Another week has flown by and I can’t believe we’re already almost halfway through the program. This week, aside from my internship, I went to a lot of new places and explored more of Germany. On Tuesday, our program manager in Berlin, Britta, and the rest of the group got together at a really cool place not far from our hotel. It was an outdoor restaurant called Cafe am Neuen See, and it was right by the water in the middle of a park. There are a few students from other colleges that are also doing the same program, so it was nice to get to know them better too.

My internship has gotten much better this week. I’ve had more tasks to do and I now have more of a plan for what I’ll be doing for the rest of my time there. Most of the work I’ve been doing has been surrounding the impact that artificial intelligence will have on consulting companies, particularly compensation benchmarking firms like Vencon. I’ve also still been spending time in other departments and learning more about what they do, which has been interesting. There hasn’t been much in my internship or in general that has been too hard to adapt to. The only thing that has been an adjustment is how long it takes to get places. The trains and buses are so easy to use, but Berlin is so wide spread that most places we go require a pretty long commute compared to what I’m used to at home.
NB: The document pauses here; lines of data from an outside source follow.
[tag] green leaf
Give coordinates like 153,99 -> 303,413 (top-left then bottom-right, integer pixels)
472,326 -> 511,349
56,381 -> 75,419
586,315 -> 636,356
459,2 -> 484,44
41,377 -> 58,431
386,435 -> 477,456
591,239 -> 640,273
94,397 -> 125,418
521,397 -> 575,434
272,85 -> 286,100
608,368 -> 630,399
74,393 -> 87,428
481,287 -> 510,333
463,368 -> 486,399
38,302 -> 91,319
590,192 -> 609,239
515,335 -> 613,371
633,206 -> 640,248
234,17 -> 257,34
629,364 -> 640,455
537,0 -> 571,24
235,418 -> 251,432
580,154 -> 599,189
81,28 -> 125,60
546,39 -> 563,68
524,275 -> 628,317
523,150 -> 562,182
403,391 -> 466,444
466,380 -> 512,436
My commute to work is about an hour each way, which is a lot more than most places I would go to at home. However, it makes it a lot easier that I don’t have to be at the office until 10 each day. I was most concerned about the language barrier, but there have been few situations where it has been a problem. Berlin is such an international city that there hasn’t been anything that has been an overwhelming culture shock. I expected that the language barrier would be more of an obstacle in other parts of the country, but even in Hamburg, everyone we encountered spoke English.
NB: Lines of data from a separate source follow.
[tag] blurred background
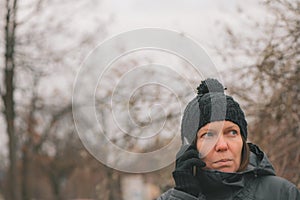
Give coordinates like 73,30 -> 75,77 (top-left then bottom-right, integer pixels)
0,0 -> 299,199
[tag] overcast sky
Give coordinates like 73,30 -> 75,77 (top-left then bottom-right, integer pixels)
99,0 -> 269,70
102,0 -> 267,38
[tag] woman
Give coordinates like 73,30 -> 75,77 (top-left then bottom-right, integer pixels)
158,78 -> 300,200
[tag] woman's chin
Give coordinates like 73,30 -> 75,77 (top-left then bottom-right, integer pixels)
209,166 -> 237,173
218,168 -> 235,173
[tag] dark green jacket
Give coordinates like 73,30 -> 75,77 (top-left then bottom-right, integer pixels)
158,143 -> 300,200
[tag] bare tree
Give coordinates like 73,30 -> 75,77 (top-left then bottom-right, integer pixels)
86,57 -> 193,199
2,0 -> 18,199
218,0 -> 300,187
1,0 -> 108,199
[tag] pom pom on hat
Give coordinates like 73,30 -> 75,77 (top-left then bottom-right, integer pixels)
197,78 -> 225,95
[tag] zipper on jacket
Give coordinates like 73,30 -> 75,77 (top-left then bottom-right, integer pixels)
254,170 -> 258,178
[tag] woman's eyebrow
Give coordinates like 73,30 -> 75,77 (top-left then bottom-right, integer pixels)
199,128 -> 218,133
199,124 -> 238,133
224,125 -> 239,130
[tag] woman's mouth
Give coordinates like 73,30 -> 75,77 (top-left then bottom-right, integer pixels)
214,159 -> 232,163
213,159 -> 233,167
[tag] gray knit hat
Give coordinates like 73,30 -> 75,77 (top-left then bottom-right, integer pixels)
180,78 -> 247,147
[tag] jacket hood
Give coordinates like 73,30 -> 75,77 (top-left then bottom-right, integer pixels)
247,143 -> 276,176
197,143 -> 276,196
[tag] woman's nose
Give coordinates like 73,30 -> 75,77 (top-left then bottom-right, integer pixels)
215,135 -> 228,152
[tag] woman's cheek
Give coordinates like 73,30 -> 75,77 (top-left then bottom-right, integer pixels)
197,141 -> 216,159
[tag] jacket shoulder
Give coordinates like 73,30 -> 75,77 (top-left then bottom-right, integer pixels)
255,175 -> 300,199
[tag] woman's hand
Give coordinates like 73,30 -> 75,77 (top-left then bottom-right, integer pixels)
172,144 -> 206,197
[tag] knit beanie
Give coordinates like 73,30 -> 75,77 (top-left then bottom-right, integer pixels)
180,78 -> 247,148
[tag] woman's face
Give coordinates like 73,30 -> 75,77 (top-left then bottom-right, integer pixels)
196,121 -> 243,173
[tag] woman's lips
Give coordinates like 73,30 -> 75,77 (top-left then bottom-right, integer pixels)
214,159 -> 232,163
213,159 -> 233,166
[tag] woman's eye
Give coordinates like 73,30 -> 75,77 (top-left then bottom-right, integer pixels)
202,132 -> 215,138
229,130 -> 238,136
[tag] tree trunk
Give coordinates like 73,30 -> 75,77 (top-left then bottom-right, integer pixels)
3,0 -> 19,199
50,175 -> 61,200
21,144 -> 30,200
107,168 -> 122,200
Over the weekend, I took a trip to Hamburg, which was about a 2 hour train ride from Berlin. Our train ride was quite an experience because we weren’t aware of how the seat reservations worked. We didn’t reserve specific seats with our tickets because it was more expensive and we didn’t think we had to. However, the train was extremely crowded and almost all of the seats were reserved. Above each seat, there’s a small screen that says from which stations the seat is reserved for, but we didn’t even notice the screens. We sat in whatever empty seats we could find and quickly got kicked out by the people who had them reserved, so I’m glad we know how the seating works for future trips. We got there Saturday morning and left Sunday night, so we had two full days to explore Hamburg, but I wish we could have stayed longer because I absolutely loved it. When we got there, we got breakfast and then visited Saint Michael’s Church, the most famous church in Hamburg. We were able to go all the way to the top to see a panoramic view of the city, and also in the crypt in the basement of the church. Behind the church, we walked through Krameramtsstuben, which are some of the oldest surviving residential buildings in Hamburg that survived bomb raids in World War II. There is a restaurant and a few small shops, which are in this cover picture. After that, we walked around the harbor and saw the Elbphilharmonie concert hall that was recently built right on the water. The building was beautiful and so much bigger than I expected. We then walked through Speicherstadt, the world’s largest warehouse district and looked around the city center. We got dinner at a cute restaurant and then got ice cream and sat by the water for the rest of the night. On Sunday, we spent most of the day walking along the lake and hanging out by the water, and then got dinner at a different restaurant on the water. Hamburg was a completely different vibe from Berlin. Hamburg’s architecture and location on the water as a port city gave it a completely different feeling from Berlin. Berlin also seems much more laid back and alternative than Hamburg, which was interesting to experience. Next weekend, we are going to Munich, so I’m really excited to see how it compares to Berlin and Hamburg.